# Simple bag-of-words baseline for emotion classification (Task 1)

Authors: Christine de Kock

## Introduction

In this starter notebook, we will take you through the process of emotion classification from text. The notebook was adapted from a notebook for SemEval 2024 Shared Task 1: SemRel.

## Imports

In [1]:
import pandas as pd

from sklearn.feature_extraction.text import CountVectorizer
from sklearn.metrics import recall_score, precision_score, f1_score

import torch 
from torch import nn
from torch import optim

## Data Import

The training data consists of a short text and binary labels representing human judgments of the emotions in the text. 

The data is structured as a CSV file with the following fields:
- id: a unique identifier for the sample
- text: a sentence or short text
- 6 binary fields representing emotion annotations: joy, fear, anger, sadness, surprise

The data is multilabel, meaning that more than one of the emotion classes may apply to a given text. 
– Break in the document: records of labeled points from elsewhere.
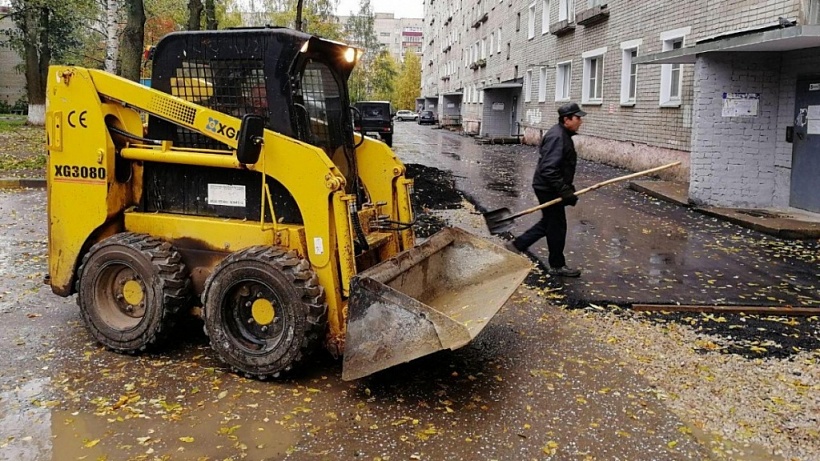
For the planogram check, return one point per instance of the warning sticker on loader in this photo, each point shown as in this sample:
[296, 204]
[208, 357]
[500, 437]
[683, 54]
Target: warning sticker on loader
[226, 195]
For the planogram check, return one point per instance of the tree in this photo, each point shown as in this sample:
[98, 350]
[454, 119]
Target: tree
[317, 16]
[408, 87]
[133, 40]
[360, 31]
[49, 29]
[384, 77]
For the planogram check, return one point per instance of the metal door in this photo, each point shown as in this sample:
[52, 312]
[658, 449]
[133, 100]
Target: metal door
[805, 183]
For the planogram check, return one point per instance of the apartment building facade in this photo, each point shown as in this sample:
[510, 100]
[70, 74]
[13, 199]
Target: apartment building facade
[652, 76]
[397, 35]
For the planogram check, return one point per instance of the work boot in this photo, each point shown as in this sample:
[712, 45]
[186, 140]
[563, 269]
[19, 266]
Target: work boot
[511, 246]
[564, 271]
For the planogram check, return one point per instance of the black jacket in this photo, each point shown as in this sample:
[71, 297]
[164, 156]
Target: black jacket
[555, 171]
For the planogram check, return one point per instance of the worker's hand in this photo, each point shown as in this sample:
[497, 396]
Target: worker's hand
[568, 197]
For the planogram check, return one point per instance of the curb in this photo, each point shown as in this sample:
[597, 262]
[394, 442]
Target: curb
[22, 183]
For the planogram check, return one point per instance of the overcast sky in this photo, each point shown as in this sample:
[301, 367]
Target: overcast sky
[401, 8]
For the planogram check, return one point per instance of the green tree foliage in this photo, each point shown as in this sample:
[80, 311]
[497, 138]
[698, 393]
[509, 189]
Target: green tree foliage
[318, 16]
[50, 31]
[360, 32]
[384, 77]
[408, 87]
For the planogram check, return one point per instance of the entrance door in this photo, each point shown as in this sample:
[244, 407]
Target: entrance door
[805, 193]
[513, 115]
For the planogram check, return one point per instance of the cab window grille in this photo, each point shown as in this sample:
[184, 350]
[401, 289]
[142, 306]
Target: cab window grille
[231, 86]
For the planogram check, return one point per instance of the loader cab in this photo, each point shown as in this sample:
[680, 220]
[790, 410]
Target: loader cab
[296, 82]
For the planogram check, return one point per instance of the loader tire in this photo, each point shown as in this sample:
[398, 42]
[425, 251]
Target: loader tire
[130, 286]
[264, 311]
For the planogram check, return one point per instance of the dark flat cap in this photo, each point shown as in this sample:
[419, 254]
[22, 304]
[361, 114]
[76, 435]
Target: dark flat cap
[570, 109]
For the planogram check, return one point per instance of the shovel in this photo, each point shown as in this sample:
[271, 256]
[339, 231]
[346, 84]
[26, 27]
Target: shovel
[500, 220]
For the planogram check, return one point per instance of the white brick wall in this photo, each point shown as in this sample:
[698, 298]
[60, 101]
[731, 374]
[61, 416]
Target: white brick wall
[646, 122]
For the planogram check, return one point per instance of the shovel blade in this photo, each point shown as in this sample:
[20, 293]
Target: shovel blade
[438, 295]
[499, 221]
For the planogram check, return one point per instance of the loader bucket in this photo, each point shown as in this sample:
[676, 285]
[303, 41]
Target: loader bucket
[438, 295]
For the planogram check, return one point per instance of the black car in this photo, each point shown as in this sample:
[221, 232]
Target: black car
[427, 116]
[376, 117]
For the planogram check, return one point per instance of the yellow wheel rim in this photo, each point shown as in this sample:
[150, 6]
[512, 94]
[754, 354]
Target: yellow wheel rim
[263, 311]
[132, 292]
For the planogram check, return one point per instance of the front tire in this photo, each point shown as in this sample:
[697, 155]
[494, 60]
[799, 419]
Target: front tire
[130, 286]
[264, 310]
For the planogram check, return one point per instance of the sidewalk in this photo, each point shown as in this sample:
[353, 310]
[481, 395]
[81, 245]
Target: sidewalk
[788, 223]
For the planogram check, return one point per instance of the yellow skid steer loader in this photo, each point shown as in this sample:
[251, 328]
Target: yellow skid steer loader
[237, 183]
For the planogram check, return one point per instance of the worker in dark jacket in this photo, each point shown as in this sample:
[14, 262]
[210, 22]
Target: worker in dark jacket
[553, 178]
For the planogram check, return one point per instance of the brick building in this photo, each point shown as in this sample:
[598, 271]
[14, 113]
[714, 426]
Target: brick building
[652, 76]
[397, 35]
[12, 81]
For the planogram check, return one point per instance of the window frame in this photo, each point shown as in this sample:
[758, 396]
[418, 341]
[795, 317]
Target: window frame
[627, 75]
[563, 80]
[672, 74]
[531, 21]
[566, 10]
[545, 17]
[593, 81]
[528, 86]
[542, 84]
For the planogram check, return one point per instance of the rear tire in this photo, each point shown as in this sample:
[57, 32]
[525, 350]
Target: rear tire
[130, 286]
[264, 310]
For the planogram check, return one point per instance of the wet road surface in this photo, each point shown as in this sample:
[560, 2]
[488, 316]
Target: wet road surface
[631, 248]
[532, 385]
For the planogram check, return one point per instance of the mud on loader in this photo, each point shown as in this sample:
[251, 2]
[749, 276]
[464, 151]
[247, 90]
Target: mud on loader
[236, 188]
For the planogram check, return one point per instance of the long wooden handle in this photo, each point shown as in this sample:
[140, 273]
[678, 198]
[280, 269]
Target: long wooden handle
[595, 186]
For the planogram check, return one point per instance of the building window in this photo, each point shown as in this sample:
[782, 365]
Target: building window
[542, 84]
[629, 76]
[531, 22]
[545, 17]
[563, 78]
[566, 10]
[672, 74]
[528, 86]
[592, 87]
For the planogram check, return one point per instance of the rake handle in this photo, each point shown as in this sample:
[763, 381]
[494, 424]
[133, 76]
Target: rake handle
[593, 187]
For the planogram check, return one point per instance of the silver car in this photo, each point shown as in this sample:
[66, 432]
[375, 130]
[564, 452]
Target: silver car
[404, 115]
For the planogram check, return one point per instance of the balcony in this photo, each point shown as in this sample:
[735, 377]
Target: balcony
[592, 15]
[562, 27]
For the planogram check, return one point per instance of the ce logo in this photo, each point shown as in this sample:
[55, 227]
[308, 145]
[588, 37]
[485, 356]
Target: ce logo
[80, 119]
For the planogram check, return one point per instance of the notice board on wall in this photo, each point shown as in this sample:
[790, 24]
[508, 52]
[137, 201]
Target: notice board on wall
[741, 104]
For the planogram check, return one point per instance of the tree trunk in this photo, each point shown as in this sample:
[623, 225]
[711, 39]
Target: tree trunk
[133, 37]
[194, 14]
[36, 30]
[299, 5]
[112, 42]
[210, 15]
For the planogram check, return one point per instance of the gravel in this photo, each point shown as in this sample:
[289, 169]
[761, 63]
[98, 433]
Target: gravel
[748, 387]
Below we will show you how to load and re-format the provided data file.

In [2]:
# Load the training and validation data

train = pd.read_csv('data/eng-data/Track 1/eng_track1_train.csv')
val = pd.read_csv('data/eng-data/Track 1/eng_track1_dev.csv')

train.head()

Unnamed: 0,id,text,Joy,Fear,Anger,Sadness,Surprise
0,eng_train_track1_001,None of us has mentioned the incident since.,0,1,0,1,1
1,eng_train_track1_002,"I was 7 and woke up early, so I went to the ba...",1,0,0,0,0
2,eng_train_track1_003,By that point I felt like someone was stabbing...,0,1,0,0,0
3,eng_train_track1_004,watching her leave with dudes drove me crazy.,0,1,1,1,0
4,eng_train_track1_005,`` My eyes widened.,0,1,0,0,1


## Bag-of-words representation

In this tutorial, we use a simple bag-of-words representation to obtain a vector for each text. This vector can then be fed into a machine learning model. More advanced models, including LSTMs and transformers, operate on text directly and to not require the vectorisation step. 

### Preprocessing 
We choose to unigrams (that is, individual words) and bigrams (two-word sequences). Texts are lowercased before being vectorised. 
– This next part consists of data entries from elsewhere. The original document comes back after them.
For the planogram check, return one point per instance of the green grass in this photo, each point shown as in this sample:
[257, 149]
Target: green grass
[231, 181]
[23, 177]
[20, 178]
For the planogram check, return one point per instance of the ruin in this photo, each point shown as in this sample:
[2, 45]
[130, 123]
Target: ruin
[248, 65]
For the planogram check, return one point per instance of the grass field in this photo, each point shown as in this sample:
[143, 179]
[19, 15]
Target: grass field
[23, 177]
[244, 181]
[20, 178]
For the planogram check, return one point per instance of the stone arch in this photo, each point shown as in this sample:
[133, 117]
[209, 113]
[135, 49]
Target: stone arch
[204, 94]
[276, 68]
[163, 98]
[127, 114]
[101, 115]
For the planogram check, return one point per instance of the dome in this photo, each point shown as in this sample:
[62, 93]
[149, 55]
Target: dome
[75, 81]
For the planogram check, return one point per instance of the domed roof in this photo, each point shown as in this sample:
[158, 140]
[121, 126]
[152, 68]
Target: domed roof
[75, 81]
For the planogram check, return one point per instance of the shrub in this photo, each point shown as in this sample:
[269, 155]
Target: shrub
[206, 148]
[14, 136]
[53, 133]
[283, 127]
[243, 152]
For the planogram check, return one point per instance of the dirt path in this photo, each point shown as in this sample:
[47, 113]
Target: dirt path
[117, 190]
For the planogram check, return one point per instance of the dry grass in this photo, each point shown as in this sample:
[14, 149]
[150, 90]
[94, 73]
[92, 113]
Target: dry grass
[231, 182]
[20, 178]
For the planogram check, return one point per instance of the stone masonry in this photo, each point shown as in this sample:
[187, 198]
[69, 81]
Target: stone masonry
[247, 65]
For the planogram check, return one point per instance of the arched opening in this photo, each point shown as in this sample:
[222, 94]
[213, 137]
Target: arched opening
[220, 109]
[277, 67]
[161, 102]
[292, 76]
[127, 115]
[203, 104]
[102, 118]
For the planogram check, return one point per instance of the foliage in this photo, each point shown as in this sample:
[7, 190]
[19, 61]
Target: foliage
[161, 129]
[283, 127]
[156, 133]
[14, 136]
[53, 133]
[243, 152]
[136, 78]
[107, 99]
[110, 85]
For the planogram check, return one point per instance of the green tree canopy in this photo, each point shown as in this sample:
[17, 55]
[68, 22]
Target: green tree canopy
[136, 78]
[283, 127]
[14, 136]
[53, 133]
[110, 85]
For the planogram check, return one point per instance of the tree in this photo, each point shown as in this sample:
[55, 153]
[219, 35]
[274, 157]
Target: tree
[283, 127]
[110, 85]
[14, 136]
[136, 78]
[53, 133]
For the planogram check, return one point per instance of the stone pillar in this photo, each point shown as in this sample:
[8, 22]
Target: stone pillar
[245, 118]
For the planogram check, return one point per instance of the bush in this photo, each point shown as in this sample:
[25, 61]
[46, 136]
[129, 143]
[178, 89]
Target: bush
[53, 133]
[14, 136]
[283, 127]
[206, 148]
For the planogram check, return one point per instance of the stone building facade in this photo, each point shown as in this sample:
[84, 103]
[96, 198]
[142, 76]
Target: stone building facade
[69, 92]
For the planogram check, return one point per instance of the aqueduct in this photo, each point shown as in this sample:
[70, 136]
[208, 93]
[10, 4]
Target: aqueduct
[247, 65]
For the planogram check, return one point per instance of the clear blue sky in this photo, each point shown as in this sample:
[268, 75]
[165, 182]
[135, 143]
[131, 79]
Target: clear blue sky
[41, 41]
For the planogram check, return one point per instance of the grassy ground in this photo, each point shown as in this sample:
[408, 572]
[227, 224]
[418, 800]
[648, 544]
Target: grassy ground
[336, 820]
Further preprocessing steps may include: 
- stopword removal,
- TFIDF normalisation,
- lemmatisation / stemming, or
- using a different tokeniser.

In [3]:
vectorizer = CountVectorizer(ngram_range=(1,2))
X_train = vectorizer.fit_transform(train['text'].str.lower()).toarray()
X_val = vectorizer.transform(val['text'].str.lower()).toarray()
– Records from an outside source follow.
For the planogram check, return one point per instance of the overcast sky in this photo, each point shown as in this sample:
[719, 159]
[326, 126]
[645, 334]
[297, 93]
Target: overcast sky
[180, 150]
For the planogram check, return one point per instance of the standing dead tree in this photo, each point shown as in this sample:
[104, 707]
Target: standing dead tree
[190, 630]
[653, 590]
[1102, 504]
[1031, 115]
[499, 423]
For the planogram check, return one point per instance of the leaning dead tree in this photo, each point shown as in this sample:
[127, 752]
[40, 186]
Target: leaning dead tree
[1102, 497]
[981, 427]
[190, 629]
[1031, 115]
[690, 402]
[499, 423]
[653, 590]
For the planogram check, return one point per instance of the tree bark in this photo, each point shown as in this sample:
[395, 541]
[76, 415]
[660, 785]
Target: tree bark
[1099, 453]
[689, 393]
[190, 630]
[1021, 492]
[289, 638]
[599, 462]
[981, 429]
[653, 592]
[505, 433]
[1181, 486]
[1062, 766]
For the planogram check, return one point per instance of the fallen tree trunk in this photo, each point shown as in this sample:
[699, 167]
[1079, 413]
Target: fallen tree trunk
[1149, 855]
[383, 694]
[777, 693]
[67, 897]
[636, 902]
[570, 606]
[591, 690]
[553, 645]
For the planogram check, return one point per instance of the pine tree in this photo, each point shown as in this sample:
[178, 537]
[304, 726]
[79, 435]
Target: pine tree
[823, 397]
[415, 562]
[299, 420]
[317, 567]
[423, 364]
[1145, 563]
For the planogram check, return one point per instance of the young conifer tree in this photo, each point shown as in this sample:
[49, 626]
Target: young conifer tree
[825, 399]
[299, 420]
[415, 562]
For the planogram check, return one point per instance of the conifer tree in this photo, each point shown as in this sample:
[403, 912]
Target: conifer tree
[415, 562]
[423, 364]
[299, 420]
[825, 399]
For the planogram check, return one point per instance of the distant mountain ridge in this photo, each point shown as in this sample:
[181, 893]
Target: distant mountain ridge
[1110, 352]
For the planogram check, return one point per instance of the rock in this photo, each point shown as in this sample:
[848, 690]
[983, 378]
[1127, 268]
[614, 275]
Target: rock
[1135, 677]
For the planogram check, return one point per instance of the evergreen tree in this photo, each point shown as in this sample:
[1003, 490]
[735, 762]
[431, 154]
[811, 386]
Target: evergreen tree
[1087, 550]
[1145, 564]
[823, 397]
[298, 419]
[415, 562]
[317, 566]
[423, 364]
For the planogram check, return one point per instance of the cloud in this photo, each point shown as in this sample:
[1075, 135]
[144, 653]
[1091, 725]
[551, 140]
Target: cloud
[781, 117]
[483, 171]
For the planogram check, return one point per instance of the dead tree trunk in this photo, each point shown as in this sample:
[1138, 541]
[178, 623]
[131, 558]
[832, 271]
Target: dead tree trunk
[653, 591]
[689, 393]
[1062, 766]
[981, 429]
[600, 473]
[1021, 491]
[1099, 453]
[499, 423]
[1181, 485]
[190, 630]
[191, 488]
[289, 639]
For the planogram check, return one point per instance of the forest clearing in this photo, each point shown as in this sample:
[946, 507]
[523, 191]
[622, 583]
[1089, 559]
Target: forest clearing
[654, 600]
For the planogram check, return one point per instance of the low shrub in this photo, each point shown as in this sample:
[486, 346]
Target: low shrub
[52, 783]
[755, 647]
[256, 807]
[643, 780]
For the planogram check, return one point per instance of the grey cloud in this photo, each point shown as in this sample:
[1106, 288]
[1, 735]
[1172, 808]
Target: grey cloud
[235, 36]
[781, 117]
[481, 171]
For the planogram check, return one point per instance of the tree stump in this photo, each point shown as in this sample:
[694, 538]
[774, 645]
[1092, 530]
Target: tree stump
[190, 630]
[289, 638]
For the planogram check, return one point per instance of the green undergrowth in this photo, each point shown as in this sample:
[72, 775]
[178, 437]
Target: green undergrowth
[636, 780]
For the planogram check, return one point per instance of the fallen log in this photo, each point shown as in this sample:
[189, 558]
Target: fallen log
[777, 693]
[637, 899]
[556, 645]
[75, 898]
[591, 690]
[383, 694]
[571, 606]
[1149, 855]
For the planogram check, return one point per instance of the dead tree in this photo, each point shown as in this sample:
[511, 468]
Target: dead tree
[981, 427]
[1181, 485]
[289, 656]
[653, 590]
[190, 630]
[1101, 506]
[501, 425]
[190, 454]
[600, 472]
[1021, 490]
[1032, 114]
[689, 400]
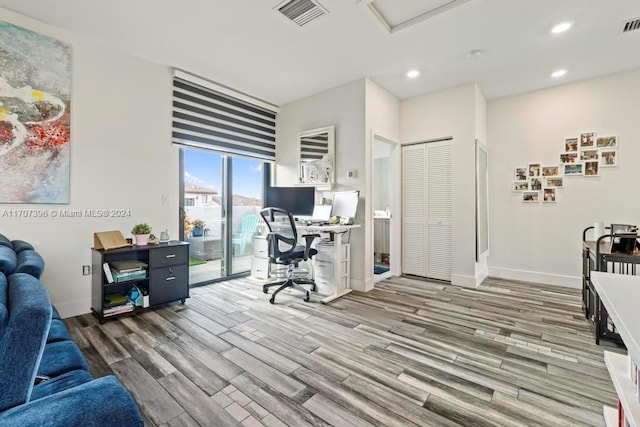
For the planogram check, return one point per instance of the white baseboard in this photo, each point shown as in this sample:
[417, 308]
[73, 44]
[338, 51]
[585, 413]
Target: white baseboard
[466, 281]
[73, 308]
[536, 277]
[361, 285]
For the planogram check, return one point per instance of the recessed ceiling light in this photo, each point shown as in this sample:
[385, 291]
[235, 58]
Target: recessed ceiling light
[561, 28]
[475, 54]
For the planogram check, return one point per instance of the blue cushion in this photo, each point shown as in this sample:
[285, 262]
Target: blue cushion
[30, 262]
[5, 242]
[20, 245]
[4, 311]
[8, 260]
[55, 314]
[60, 383]
[23, 341]
[61, 357]
[58, 331]
[101, 402]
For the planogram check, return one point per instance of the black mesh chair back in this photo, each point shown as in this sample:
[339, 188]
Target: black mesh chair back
[284, 249]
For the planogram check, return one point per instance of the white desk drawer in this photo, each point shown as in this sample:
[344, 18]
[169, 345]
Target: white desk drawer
[260, 268]
[325, 252]
[260, 247]
[324, 269]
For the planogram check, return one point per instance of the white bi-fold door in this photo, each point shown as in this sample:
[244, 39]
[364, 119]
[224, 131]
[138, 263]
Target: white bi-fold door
[427, 210]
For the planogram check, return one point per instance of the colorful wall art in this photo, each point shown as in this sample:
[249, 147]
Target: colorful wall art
[35, 100]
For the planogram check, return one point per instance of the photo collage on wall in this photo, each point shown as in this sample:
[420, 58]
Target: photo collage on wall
[582, 156]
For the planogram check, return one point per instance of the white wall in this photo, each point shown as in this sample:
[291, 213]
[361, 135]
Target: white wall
[121, 158]
[342, 107]
[452, 113]
[542, 242]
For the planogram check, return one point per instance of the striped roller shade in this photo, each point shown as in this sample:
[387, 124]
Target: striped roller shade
[313, 147]
[208, 118]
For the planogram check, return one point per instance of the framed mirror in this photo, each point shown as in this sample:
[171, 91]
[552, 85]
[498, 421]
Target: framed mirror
[482, 200]
[317, 153]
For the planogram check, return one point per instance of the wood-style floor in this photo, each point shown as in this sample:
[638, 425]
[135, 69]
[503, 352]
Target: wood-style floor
[408, 353]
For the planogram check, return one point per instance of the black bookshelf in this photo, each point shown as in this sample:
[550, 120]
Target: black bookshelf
[166, 279]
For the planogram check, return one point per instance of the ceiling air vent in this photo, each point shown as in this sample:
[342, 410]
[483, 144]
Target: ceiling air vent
[631, 25]
[301, 11]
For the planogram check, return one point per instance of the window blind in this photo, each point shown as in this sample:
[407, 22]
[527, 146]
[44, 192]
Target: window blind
[208, 118]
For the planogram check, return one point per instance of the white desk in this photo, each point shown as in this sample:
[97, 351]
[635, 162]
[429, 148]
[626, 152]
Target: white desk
[335, 231]
[619, 293]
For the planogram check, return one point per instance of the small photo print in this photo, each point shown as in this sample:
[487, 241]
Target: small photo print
[573, 169]
[608, 158]
[521, 174]
[568, 158]
[591, 168]
[554, 182]
[520, 185]
[571, 145]
[535, 184]
[607, 142]
[530, 196]
[589, 154]
[587, 140]
[549, 195]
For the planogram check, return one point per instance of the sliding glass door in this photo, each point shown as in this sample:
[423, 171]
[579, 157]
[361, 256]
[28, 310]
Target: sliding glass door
[221, 197]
emotions = ['Joy','Sadness','Surprise','Fear','Anger']
y_train = train[emotions].values
y_val = val[emotions].values

Finally, we cast the transformed vectors to PyTorch tensors.

In [4]:
X_train_t = torch.Tensor(X_train)
y_train_t = torch.Tensor(y_train)

X_val_t = torch.Tensor(X_val)
y_val_t = torch.Tensor(y_val)

## Characteristics of the data

Statistics of the data are printed below. There are 2768 samples in the training data. The input representation consists of 29001 input features and there are 5 output clsees. There is an imbalance in the dataset, with the "fear" class being assigned to 58% of samples but the "anger" class to only 12%. 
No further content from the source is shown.